As with any shielded pool, the privacy you actually get depends on the live anonymity set for your asset and time window, not on the logo. Deposit into the asset with real activity, wait a meaningful delay, and withdraw to a genuinely fresh address. SolMask makes the cheap part cheaper; the discipline is still yours.
FAQ
- Are SolMask and Privacy Cash the same kind of protocol?
- At the cryptographic level they are the same family — both are zero-knowledge shielded pools on Solana. You deposit an asset, a Poseidon commitment for your note is appended to an on-chain Merkle tree, and later a Groth16 proof lets you withdraw to a fresh address without revealing which deposit was yours. Both use a relayer so the recipient needs no gas, and both screen addresses with CipherOwl. The differences that matter are cost, the shape of the withdraw, and how compliance is enforced.
- Which one is cheaper to use on Solana?
- SolMask. Per Privacy Cash’s published Solana fee schedule (May 2026), a withdrawal costs 0.35% of the amount plus 0.006 SOL per recipient. SolMask charges 0.23% (23 bps) plus 0.003 SOL per recipient — lower on both the percentage and the flat component. Moving 100 SOL costs roughly 0.233 SOL with SolMask versus about 0.356 SOL with Privacy Cash; on a 1,000 USDC transfer it is about 2.30 USDC versus 3.50 USDC. The gap widens with every recipient because the flat fee is half.
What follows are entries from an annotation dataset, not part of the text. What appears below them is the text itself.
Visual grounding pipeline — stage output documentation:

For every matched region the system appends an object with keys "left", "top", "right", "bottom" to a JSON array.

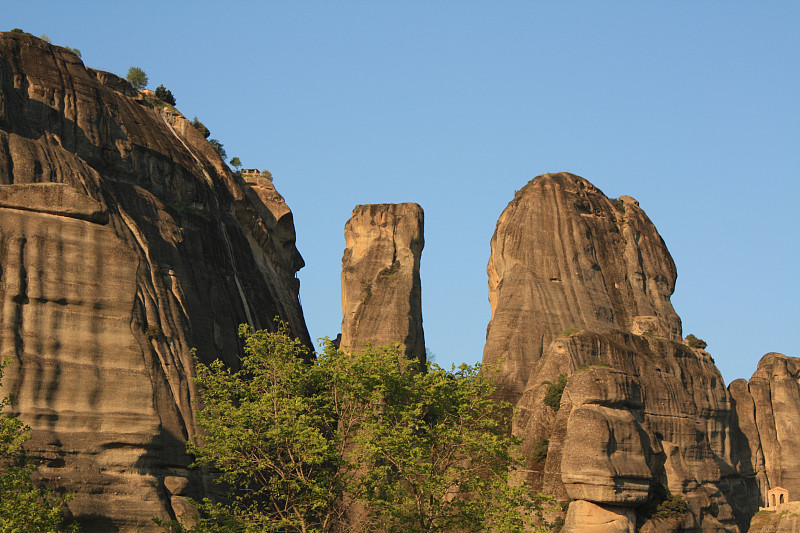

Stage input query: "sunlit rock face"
[
  {"left": 484, "top": 173, "right": 753, "bottom": 531},
  {"left": 0, "top": 33, "right": 308, "bottom": 531},
  {"left": 728, "top": 353, "right": 800, "bottom": 506},
  {"left": 341, "top": 203, "right": 425, "bottom": 361}
]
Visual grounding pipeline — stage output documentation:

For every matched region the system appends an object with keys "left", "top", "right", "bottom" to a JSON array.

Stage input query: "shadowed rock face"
[
  {"left": 484, "top": 173, "right": 752, "bottom": 532},
  {"left": 483, "top": 173, "right": 681, "bottom": 402},
  {"left": 341, "top": 204, "right": 425, "bottom": 361},
  {"left": 728, "top": 353, "right": 800, "bottom": 506},
  {"left": 0, "top": 33, "right": 308, "bottom": 531}
]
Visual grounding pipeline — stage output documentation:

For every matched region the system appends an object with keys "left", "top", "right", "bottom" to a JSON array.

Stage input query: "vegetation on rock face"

- What can SolMask do that is different?
- SolMask's withdraw is an atomic join-split: a single proof can spend up to four of your input notes, pay up to two recipients, and write one shielded change note back into the pool — in one transaction, for arbitrary amounts. That means you can consolidate several deposits and split a payment in a single step instead of a chain of separate withdrawals, each of which would carry its own fee. SolMask also enforces compliance at the program boundary with an on-chain banlist registry, not only at the off-chain screening layer.
- Which one has the bigger anonymity set?
- Neither protocol can promise this in the abstract — the anonymity set is whoever else holds an unspent note in the same pool over the same time window, and it changes daily. Check current activity for the specific asset you intend to move, and prefer a longer privacy delay so your withdraw blends into more deposits. The protocol gives you the mechanism; the size of the crowd depends on live usage.
- Is the privacy itself different between the two?
- The core guarantee is the same shielded-pool unlinkability, so the privacy you actually get comes down to how you use it: deposit into an asset with real activity, wait a meaningful delay, and withdraw to a genuinely fresh address. Because SolMask costs less per transfer and lets you pay several recipients in one join-split, it is cheaper to follow good privacy hygiene — splitting a large send into peer-comparable amounts does not multiply your fees the way separate withdrawals would.